I only saw the second half of this film -- but it just blew me away. Of course, it already features the trademark Danny Kaye combination of showmanship, clowning, doe-eyed sincerity, patter-songs and absolutely beautiful vocal control that others mention here. And that is truly impressive. Also impressive in this film is the playing with gender, which is something DK could always get away with, but here comes out as particularly hyper and intense.
But what really shocked me was how ahead of its time this film was. Made during WWII, and absolutely full of patriotism and wartime idealism, all somehow mixed together with the idealism of romance and home and family, this was clearly a 1944 deal, with fake-looking classic Hollywood sound stage warships and sea scenes. But it looks much more like something out of 1955 or, God help us, 1966.

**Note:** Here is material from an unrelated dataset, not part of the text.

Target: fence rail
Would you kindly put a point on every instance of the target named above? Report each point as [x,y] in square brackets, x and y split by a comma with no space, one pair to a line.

They don't really hide from that sound-set fakeness, esp. in the truly weird dream sequences, and the whole thing ends up looking more like Bob Fosse than the WWII propaganda film it's also trying to be. These sequences feature sets and costumes in co-ordinated "hot" pastels, a bartender-cum-minister-cum-scat singer, and I kid you not a bright sky blue goat. This segues into a scene with intense women in skimpy black clothing (think Robt Palmer's "Addicted to Love" video from the 1980s meets a 1890's bordello), some of whom are mounted/pinned/crucifed on trees/crosses/black wings set on poles.
In front of this, Danny Kaye in a devilish red suit does some of the most pure and outrageous absurdities I have EVER seen him do -- phasing in and out like the young Robin Williams on cocaine, switching into and out of a pastiche of popular song styles, slang, scat and African-American impersonation as if he were a black guy pretending to be a white guy pretending to be a black guy pretending to be a black guy. (In most of this, he is echoed capably -- but not brilliantly -- by Dinah Shore.) He is manic and brilliant and so very American and post-modern.
He is also incredibly young, and looks quite a bit like some manic, visionary rock star of today. (He resembles a bit the young Sting or Billy Idol.) And esp. in those fantasy scenes, the intensity combined with the costuming and showmanship made me realize that DK can be seen in that line of intense musical innovators/showmen that includes Prince and probably Jack White of the White Stripes.